Surgeons believe they are treating the cause when they perform surgery for herniated discs, spinal stenosis, malalignments, and the like; but since these abnormalities are usually not the cause of the pain, surgery will either fail or the patient may have a placebo cure. This possible surgical outcome was described in the medical literature by a Harvard professor forty-four years ago. Surgery is a powerful placebo.
Placebo cures (surgical or nonsurgical) are poor medicine because they do not treat the cause. If the results were permanent, we could live with that, but they are not. If the pain is relieved, one of three things will happen: either it will come back, the brain will locate the pain somewhere else, or the brain will choose another organ or system to produce symptoms.
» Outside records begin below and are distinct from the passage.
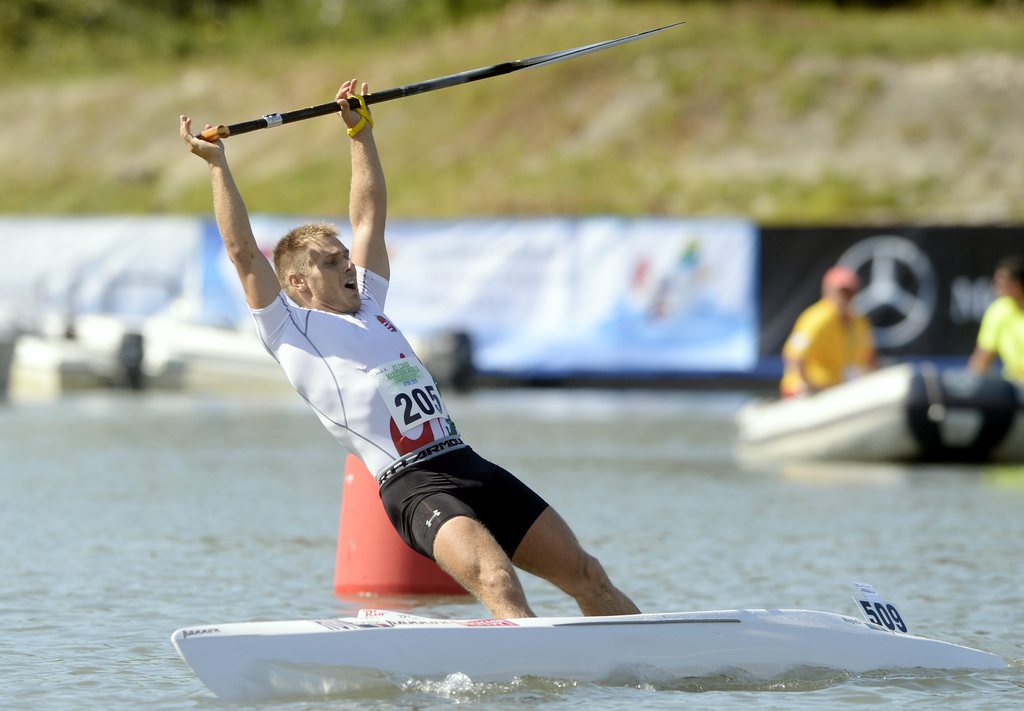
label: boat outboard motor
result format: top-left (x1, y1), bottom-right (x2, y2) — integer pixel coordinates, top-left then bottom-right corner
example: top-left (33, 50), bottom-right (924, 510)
top-left (906, 364), bottom-right (1019, 462)
top-left (114, 331), bottom-right (145, 390)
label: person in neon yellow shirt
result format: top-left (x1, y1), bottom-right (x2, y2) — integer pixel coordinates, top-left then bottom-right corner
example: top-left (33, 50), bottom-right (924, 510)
top-left (967, 255), bottom-right (1024, 385)
top-left (779, 266), bottom-right (879, 398)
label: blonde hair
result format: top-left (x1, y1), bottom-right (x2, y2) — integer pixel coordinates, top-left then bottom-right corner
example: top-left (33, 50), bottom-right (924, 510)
top-left (273, 222), bottom-right (338, 297)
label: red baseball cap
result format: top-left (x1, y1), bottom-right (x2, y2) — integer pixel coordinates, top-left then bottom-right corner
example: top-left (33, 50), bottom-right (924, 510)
top-left (821, 266), bottom-right (860, 291)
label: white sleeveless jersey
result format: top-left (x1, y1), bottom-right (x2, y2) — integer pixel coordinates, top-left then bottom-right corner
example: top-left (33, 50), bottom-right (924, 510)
top-left (251, 267), bottom-right (464, 480)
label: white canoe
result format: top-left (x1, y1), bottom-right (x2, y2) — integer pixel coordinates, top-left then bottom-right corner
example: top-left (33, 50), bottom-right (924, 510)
top-left (735, 363), bottom-right (1024, 463)
top-left (172, 610), bottom-right (1006, 699)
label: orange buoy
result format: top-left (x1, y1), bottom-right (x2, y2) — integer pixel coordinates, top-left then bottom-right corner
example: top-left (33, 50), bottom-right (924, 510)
top-left (334, 455), bottom-right (467, 595)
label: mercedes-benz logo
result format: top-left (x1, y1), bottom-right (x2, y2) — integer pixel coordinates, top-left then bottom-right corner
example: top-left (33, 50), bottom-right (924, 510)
top-left (839, 235), bottom-right (938, 348)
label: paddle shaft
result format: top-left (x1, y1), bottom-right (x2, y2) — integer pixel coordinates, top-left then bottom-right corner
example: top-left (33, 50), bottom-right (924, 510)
top-left (196, 23), bottom-right (683, 140)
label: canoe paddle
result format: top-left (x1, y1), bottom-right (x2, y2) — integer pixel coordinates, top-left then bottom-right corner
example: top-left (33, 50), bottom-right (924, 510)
top-left (196, 23), bottom-right (684, 140)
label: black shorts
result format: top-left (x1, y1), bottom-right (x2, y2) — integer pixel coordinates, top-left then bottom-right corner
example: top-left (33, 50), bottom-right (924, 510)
top-left (381, 447), bottom-right (548, 559)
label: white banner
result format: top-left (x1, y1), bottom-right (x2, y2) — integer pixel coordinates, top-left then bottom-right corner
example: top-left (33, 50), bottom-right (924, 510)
top-left (0, 215), bottom-right (758, 376)
top-left (388, 217), bottom-right (758, 375)
top-left (0, 216), bottom-right (202, 330)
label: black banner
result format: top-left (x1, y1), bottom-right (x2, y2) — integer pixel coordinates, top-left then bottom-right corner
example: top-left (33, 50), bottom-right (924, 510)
top-left (760, 225), bottom-right (1024, 358)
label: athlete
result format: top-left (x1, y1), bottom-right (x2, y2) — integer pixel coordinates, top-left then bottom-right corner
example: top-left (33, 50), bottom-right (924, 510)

Sometimes it will substitute an emotional reaction such as anxiety or depression. I have referred to this as the equivalency response. This extremely important phenomenon has been described by Dr. Sarno as the symptom imperative. It means that you must eliminate a symptom by treating the cause, or the brain will simply find another symptom.
As Dr. Sarno has pointed out, the medical profession is largely responsible for the pain epidemics sweeping the country today because it is unaware of the existence of psychosomatic disorders and ignores the possibility that much of its treatment success can be attributed to the placebo reaction.